Il quesito su cui si sollecita una pronuncia è, dunque, se sussiste un onere a pena di nullità di evidenziare l’esistenza di un vizio di nullità rilevabile d’ufficio, ancorchè sanato nel caso di specie dalla formale presenza del difensore nominato e dalla mancata proposizione di eccezioni procedurali, ovvero se la sanatoria delle irregolarità, in applicazione delle norme di legge, esoneri i Giudici anche dal rilevare i motivi di palese nullità e, conseguentemente, determini la regolarità di una pronuncia nonostante l’evidente omissione di applicazione di norme procedurali.

Ritiene il Collegio che il vizio procedurale, sanato per volontà di chi avrebbe titolo per dedurlo, non impone al giudice alcun rilievo formale della verificata nullità e ciò nel rispetto del principio affermato dalla Corte delle leggi (Corte costituzionale, ord. 8-10 maggio 2000, Pres.
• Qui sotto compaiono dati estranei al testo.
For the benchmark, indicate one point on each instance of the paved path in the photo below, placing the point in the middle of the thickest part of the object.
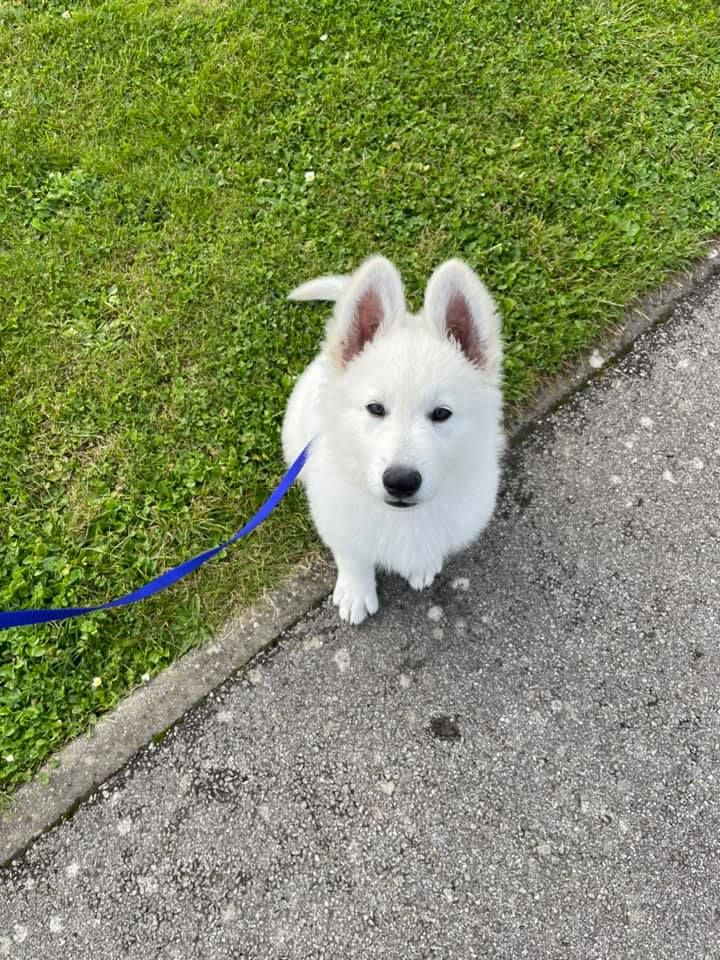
(525, 762)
Mirabelli, rel. Flick) secondo cui non ogni irregolarità processuale conduce alla sanzione di nullità, specie ove si consideri che la legge di delega sul nuovo c.p.p., nella sua direttiva di esordio, ha espressamente sancito il criterio della massima semplificazione nello svolgimento del processo con eliminazione di ogni atto o attività non-essenziale". "Inoltre, l’insistito richiamo del legislatore delegante alla semplificazione delle forme non può dunque che rispondere ad una omologa e rigorosa limitazione della cause di nullità ai soli vizi di forma che rispondano ad altrettanti difetti di sostanza.

Il motivo è quindi palesemente infondato.

All’inammissibilità del ricorso stesso consegue, ex art. 616 c.p.p., la condanna della ricorrente al pagamento delle spese processuali e di una somma in favore della Cassa delle ammende che si stima equo determinare in Euro 1500,00 (mille).
P.Q.M.

dichiara inammissibile il ricorso e condanna il ricorrente al pagamento delle spese processuali e della somma di Euro 1.500,00 in favore della Cassa delle ammende.

Testo non ufficiale. La sola stampa del bollettino ufficiale ha carattere legale.